Why are some of us left-handed while others use the right hand for most activities? This question is yet to be answered in a convincing way. Estimates are that anywhere between 9-20% of us humans are lefties. Since this is a minority, lefties face a variety of inconveniences in daily life, be it in opening doors by turning knobs or opening locks, using can openers, or in many others minor but necessary matters and tasks. And more often than not, children who are naturally left-handed are weaned away from it and encouraged (read ‘forced’) to use their right hand. This occasionally leads to awkwardness, and hence derision by the righties- majority. Recall the words like gaucherie (clumsiness, derived from the French gauche for left) and sinister, as opposed to dexterous (from the Latin dexter meaning right and sinister forleft).
An eminently readable review on why some people are left-handed has appeared six years ago, written by Llaurens, Raymond and Faurie ( Phil. Trans. Royal Soc. B , 2009, 364, 881-894, freely downloadable, highly recommended). They analyze several factors that appear involved. Anthropology shows that this asymmetry is an age-old feature. Neanderthals (35000 years ago) and even earlier homo (a million years ago) were predominantly ‘righties’ and some lefties. We thus have a historical (even prehistoric) legacy, or what evolutionary biologists call as selection pressure with a preponderance of right-handers.
It varies based on geography and social factors. Analysis of writing habits in people across 17 countries in Europe, Africa, Asia and Australia revealed lefties to be anywhere between 2.5 to 12.8%. And in most populations, the proportion of left-handers among women was lower than in men. Is this because of genetics (x-chromosome which women bear) or discrimination is not clear.
Genetic factors might offer a possibility, and has been studied. Left-handedness seems to run in families. My wife Shakti is a leftie, so was her mother, so are some of her nephews. Our daughter, Katyayani, displayed some left-handedness in her infancy (but is now a rightie) while her daughter Kimaya is a left-hander. Several readers will surely cite similar family-runs of left handedness. Whether this is a genetic or learning level phenomenon is unclear. One way of looking at this a little sharper has been to study twins (particularly identical twins). One such study suggests that the tendency for hand preference was more in identical twins that in non-identical. While more studies are warranted, this result suggests a possibility of heritability, thus allowing the role of natural selection.

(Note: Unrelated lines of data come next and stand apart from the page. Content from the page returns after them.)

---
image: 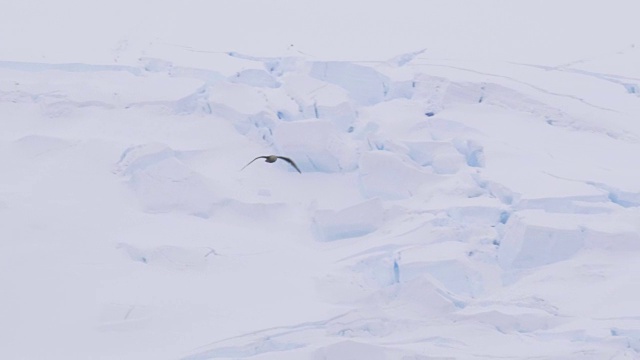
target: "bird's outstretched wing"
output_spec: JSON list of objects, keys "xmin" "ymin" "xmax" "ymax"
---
[
  {"xmin": 240, "ymin": 156, "xmax": 267, "ymax": 171},
  {"xmin": 278, "ymin": 156, "xmax": 302, "ymax": 174}
]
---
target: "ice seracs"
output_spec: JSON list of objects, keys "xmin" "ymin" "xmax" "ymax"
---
[{"xmin": 240, "ymin": 155, "xmax": 302, "ymax": 174}]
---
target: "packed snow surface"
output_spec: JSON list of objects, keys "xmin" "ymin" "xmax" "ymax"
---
[{"xmin": 0, "ymin": 1, "xmax": 640, "ymax": 360}]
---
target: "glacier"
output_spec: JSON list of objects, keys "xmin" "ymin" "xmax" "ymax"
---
[{"xmin": 0, "ymin": 0, "xmax": 640, "ymax": 360}]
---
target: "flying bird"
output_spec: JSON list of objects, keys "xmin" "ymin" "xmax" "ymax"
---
[{"xmin": 240, "ymin": 155, "xmax": 302, "ymax": 174}]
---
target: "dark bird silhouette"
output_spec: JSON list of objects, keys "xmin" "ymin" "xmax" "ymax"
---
[{"xmin": 240, "ymin": 155, "xmax": 302, "ymax": 174}]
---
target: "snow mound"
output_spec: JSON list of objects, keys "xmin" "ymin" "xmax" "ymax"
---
[
  {"xmin": 358, "ymin": 150, "xmax": 440, "ymax": 200},
  {"xmin": 313, "ymin": 199, "xmax": 384, "ymax": 241},
  {"xmin": 274, "ymin": 120, "xmax": 357, "ymax": 173},
  {"xmin": 114, "ymin": 144, "xmax": 220, "ymax": 215}
]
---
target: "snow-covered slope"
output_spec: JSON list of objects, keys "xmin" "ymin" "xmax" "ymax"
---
[{"xmin": 0, "ymin": 3, "xmax": 640, "ymax": 360}]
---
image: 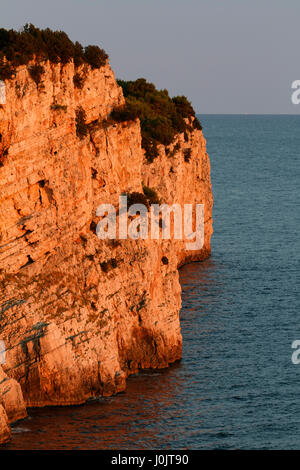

As of now, however there is no “handedness gene” that has been discovered, although the Oxford psychiatrist Tim Crow has suggested that mutations in the gene PCDH11X might be responsible for the evolution of handedness, brain asymmetry, language, and might even have led to the events that created us humans. And Dr Francks, also of Oxford, has suggested the role of the gene LRRTM1 in chromosome 2 might be involved. But there may not be one, but many even if somebody shows that a region or a block in a chromosome (such as X), the claim would be challenged since family/society/cultural biases will influence hand usage.
That we may have an evolutionary history for handedness is getting increasingly implicated. That the great apes too show handedness-preference and asymmetry is well known. A recent surprising study showed that >Australian kangaroos are left handed (see >The Hindu , 20-06-15, and Giljov et al., Current Biology , 25, 1-7, 2015)! This study suggests that such preference may be common in bipedal animals, while tetrapods (four-legged animals) do not display any such preference. Four years ago, Brown and Magat reported that not just bipedal mammals, but even parrots show individual preference of one limb over the other to explore the environment or manipulate objects ( Biol. Lett . 2011, 7, 496-498). This interesting result follows similar studies on chicken and pigeons.
Dr. Lesley Rogers, who studied chickens, suggests a connection between the regions of the brain (the hemispheres) and handedness. Her study and the more recent parrot study suggest a connection between the eye and handedness. If a parrot, for example focused on food (say a fruit) with its right eye, then it apparently would tend to use its right foot to grasp and move the food around. And one which focuses using the left eye will use its left. This theory thus connects the hemisphere (right or left) of the brain with the handedness of the animal, that is: whichever hemisphere dominates should determine the handedness. To put it blandly: “right eye leads to and right handedness, and left eye to left”. This theory too needs further validation before it can be accepted.
I believe we have a good opportunity to test this ‘eye-handedness’ connection in our eye institutions. One way of doing so is to study newborn children who are born with both eyes blind, specifically due to cataract. We want newborns, because they have not been weaned away from their inherent, natural, handedness, and cataract because their vision can be successfully restored after surgery soon enough. If we were to mount a multi-centre project to study each of these infants for their handedness before and after vision restoration, we might have an answer to the eye-handedness connection theory. We propose discussing this with other eye centres (and neonatal clinics) and take on this project.